In the case of Microsoft, for example, Mosaic calls on retail accounts in every jurisdiction it is in, making sure retail and promotional materials are in place and providing their client with feedback and data on standards. As such, Mosaic is part of Microsoft’s supply-chain management system, and they have essentially created new marketing space.

Event marketing is a beast of a seemingly different stripe, though the game appears to have changed there, too. One advantage of these types of marketing initiatives is the cost-effectiveness of targeting a niche audience in an extremely interactive way.
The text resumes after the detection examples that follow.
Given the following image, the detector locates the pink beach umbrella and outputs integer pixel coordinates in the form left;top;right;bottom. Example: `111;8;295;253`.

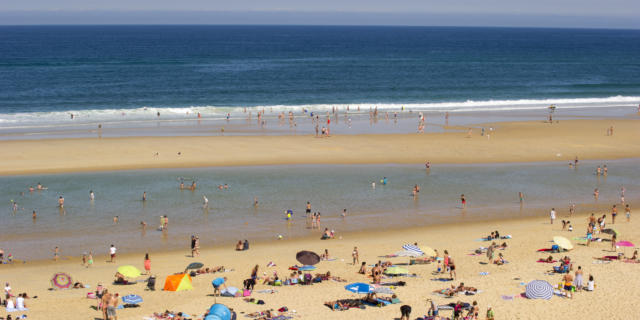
616;241;635;247
616;241;635;256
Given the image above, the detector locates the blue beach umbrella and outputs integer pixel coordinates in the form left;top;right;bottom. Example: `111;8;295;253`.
205;303;231;320
402;244;424;256
122;294;142;304
344;282;375;293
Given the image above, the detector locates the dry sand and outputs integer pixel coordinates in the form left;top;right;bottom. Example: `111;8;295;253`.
0;207;640;319
0;119;640;175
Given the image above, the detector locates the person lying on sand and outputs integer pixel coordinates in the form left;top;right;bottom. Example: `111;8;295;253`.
113;272;129;284
324;299;362;310
493;252;507;266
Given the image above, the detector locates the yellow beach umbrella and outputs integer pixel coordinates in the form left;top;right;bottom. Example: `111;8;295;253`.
553;236;573;250
118;266;142;278
384;267;409;275
420;246;436;257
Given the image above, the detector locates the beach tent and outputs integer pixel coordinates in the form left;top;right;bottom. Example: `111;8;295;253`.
164;273;193;291
204;303;231;320
220;287;238;297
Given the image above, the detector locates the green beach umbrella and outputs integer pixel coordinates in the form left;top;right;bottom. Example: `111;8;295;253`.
118;266;142;278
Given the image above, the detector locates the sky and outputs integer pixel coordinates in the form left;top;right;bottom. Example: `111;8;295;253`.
0;0;640;29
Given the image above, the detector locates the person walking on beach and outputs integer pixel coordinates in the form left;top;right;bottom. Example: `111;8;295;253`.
518;192;524;204
144;252;151;274
624;204;631;222
87;251;93;268
109;244;117;263
191;235;196;258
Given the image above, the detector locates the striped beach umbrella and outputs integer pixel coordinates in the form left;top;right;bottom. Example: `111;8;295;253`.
344;282;375;293
395;250;421;257
524;280;553;300
122;294;142;304
402;244;424;256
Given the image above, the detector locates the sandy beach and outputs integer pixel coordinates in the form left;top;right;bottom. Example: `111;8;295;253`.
0;119;640;175
0;120;640;319
0;207;640;319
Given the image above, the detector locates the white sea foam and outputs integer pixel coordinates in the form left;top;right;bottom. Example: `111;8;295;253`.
0;96;640;129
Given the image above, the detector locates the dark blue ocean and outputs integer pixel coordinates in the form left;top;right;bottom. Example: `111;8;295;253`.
0;26;640;125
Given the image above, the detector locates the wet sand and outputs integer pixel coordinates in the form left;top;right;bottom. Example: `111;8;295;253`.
0;119;640;175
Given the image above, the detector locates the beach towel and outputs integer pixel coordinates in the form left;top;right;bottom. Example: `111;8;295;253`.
431;277;453;282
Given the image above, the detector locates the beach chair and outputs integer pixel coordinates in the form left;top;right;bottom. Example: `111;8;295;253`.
147;276;156;291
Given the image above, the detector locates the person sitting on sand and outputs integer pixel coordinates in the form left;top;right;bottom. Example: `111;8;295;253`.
113;272;129;284
562;273;574;299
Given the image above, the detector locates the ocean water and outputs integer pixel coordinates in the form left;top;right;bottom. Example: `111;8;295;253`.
0;159;640;260
0;26;640;133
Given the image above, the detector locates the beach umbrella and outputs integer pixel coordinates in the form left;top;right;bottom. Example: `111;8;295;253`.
616;241;635;247
524;280;553;300
185;262;204;270
402;244;424;256
51;272;71;289
373;286;393;294
602;228;620;237
420;246;436;257
122;294;142;304
118;265;142;278
384;267;409;276
553;236;573;250
296;251;320;266
395;250;421;257
298;266;316;271
344;282;375;293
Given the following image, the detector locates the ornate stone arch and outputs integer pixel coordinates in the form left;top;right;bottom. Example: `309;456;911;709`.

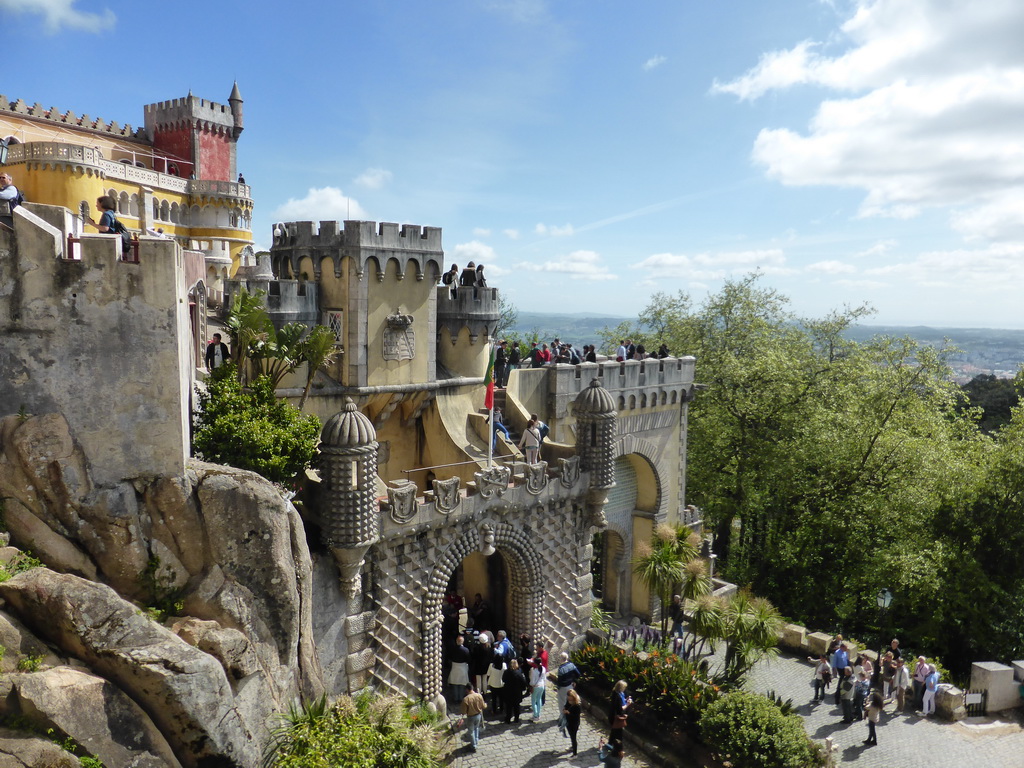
423;521;545;701
614;434;669;521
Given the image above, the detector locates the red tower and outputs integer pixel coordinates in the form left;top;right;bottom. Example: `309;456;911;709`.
144;83;243;181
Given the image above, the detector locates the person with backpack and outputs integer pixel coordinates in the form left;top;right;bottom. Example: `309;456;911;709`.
0;173;25;226
87;195;131;255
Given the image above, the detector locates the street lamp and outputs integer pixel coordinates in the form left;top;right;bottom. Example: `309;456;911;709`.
871;589;893;689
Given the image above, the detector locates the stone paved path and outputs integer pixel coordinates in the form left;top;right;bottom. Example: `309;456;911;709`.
452;682;654;768
452;655;1024;768
748;655;1024;768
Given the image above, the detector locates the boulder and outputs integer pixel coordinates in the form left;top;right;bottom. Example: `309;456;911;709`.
0;611;62;672
0;568;263;768
0;728;81;768
171;616;259;680
11;667;180;768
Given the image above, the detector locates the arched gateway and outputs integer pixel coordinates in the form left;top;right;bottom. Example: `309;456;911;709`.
423;522;545;700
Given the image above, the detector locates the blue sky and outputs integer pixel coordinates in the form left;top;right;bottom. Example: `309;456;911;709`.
6;0;1024;328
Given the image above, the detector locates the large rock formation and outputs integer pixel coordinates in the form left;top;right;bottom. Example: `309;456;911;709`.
0;415;324;766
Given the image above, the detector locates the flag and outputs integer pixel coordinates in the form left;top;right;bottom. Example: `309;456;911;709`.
483;344;495;411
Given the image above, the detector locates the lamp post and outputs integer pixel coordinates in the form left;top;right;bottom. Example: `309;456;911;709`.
871;589;893;689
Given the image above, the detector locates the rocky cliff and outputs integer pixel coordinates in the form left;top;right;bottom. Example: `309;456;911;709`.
0;414;324;768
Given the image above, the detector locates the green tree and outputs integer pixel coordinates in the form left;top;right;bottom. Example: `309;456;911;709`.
193;365;321;483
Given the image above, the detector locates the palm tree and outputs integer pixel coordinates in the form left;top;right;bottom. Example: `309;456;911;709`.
299;326;340;411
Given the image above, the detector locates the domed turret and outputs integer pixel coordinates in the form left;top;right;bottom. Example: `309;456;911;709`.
572;379;615;488
319;397;380;594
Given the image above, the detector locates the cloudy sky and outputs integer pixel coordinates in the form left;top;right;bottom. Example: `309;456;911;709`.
0;0;1024;328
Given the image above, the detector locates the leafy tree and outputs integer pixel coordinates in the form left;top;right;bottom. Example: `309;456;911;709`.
193;365;321;483
963;374;1020;434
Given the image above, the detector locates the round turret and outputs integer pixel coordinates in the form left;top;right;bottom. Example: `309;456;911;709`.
572;379;615;419
572;379;615;488
321;393;376;453
319;397;380;594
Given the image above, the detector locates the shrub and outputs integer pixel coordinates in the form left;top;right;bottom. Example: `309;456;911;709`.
263;694;450;768
193;365;321;483
572;643;721;735
700;691;825;768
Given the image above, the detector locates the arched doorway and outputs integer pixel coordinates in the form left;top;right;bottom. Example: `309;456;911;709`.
423;522;544;706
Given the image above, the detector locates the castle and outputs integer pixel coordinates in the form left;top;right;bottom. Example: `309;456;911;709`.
0;87;699;702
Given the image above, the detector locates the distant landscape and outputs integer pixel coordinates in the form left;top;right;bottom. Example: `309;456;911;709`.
510;311;1024;384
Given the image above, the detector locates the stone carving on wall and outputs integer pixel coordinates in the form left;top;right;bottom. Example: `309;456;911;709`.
384;312;416;360
434;477;460;515
387;480;420;523
474;467;512;499
480;522;498;557
558;456;580;488
526;462;548;496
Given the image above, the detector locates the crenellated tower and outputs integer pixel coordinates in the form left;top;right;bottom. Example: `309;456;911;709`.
144;83;243;181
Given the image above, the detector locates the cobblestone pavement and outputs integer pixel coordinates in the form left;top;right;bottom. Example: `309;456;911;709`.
748;655;1024;768
452;682;653;768
452;655;1024;768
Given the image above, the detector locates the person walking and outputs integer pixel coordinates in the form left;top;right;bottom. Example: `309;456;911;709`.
529;654;548;723
562;690;583;757
836;667;857;723
462;683;487;752
913;656;931;710
487;648;508;717
864;691;886;746
608;680;633;743
449;635;469;701
893;658;910;712
502;658;526;723
922;664;939;718
811;653;831;701
519;419;541;464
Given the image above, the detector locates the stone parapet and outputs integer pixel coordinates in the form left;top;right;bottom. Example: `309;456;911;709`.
545;356;696;419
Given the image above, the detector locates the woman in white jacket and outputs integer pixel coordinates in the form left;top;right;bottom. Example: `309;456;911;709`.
519;419;541;464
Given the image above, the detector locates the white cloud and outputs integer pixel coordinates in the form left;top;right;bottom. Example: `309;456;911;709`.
634;248;797;281
0;0;117;35
864;242;1024;288
805;261;857;274
534;223;575;238
853;240;899;259
449;240;498;268
643;56;669;72
270;186;371;221
713;0;1024;241
516;251;617;281
355;168;393;189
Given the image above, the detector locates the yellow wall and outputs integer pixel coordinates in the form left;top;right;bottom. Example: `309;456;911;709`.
362;259;432;386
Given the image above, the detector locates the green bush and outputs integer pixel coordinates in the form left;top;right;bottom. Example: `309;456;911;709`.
572;643;722;735
263;695;451;768
700;691;825;768
193;365;321;484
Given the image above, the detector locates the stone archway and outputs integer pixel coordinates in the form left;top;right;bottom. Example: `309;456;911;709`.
422;522;544;706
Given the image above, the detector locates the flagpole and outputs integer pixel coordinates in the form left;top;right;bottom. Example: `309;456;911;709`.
487;339;498;469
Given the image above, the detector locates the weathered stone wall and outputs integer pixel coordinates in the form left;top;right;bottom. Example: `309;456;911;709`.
313;460;593;700
0;207;194;482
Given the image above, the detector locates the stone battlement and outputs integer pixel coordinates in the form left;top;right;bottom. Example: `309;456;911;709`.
142;94;234;136
273;220;443;254
0;93;148;143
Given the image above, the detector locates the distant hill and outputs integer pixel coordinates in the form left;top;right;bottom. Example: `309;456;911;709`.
510;311;1024;381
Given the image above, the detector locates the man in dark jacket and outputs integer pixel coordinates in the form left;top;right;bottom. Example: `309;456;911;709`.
206;334;231;371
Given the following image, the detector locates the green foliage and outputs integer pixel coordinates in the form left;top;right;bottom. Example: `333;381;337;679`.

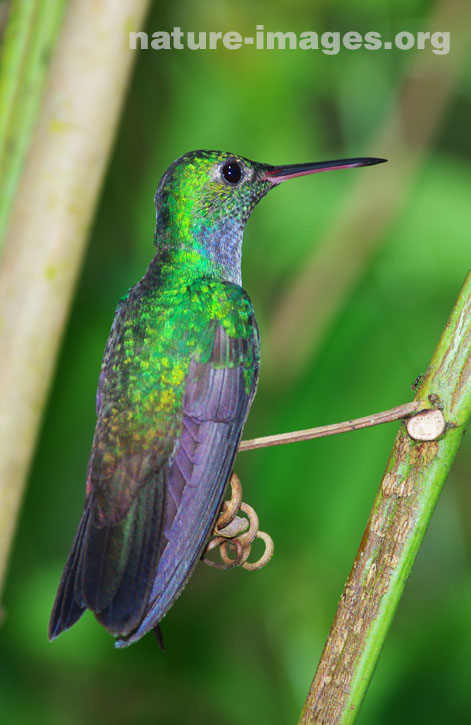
0;0;471;725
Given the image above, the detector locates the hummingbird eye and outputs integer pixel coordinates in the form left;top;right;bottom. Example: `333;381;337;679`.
222;161;242;184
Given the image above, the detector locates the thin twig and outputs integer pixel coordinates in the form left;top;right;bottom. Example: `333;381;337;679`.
239;400;427;451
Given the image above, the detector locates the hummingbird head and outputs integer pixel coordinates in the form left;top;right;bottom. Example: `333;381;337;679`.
155;151;384;284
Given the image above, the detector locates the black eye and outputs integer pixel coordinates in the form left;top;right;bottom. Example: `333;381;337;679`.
222;161;242;184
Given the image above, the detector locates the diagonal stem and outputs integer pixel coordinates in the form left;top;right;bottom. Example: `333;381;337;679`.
239;400;428;451
300;272;471;725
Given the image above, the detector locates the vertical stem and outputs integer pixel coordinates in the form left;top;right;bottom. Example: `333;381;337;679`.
0;0;65;239
301;272;471;724
0;0;148;588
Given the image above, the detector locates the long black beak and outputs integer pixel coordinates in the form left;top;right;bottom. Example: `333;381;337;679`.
263;157;386;184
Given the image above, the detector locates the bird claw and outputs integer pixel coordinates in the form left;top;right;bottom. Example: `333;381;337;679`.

Deborah Weinstein, president of Strategic Objectives, a Toronto-based promotional firm says that with respect to recent efforts with Seagram’s Captain Morgan brand, ‘They decided on Pride week to bring it into Canada. The idea was to get the captain to interface with key consumers of alcohol, which in this particular case would be the gay community, and also to reach out into the mainstream of Canada.’

Weinstein points to the cost-effectiveness of in-store appearances, media interviews, licensing opportunities and other kinds of participatory activities, versus traditional advertising. ‘Compared to a major media buy, it’s a drop in the bucket. In this case the question was, ‘How do you breathe life into an icon who until now has been an animated character?

In other words, you put the captain on a Hummer, add a couple of ‘Morganettes’ and ‘mates’ to keep him company, and you send him on his swashbuckling way through one of Toronto’s high profile cultural events.

With everyone intent on going beyond the image campaign and getting a bit of street attention, it makes grabbing the consumer’s attention a tougher game.

That, in effect, is what brings up the whole issue of immediate and measured results from outsourced service providers. With Pert Plus, for example, Mosaic played off its ‘sink guy,’ who ran around with a sink, washing people’s hair. ‘We took that into store, and created an event with a very specific brand relevance, turning it into a tool by looking at store volumes where you did it, versus where you didn’t. It used to be that retailers put the fun into things. The manufacturer has to take on that challenge now,’ says Preston.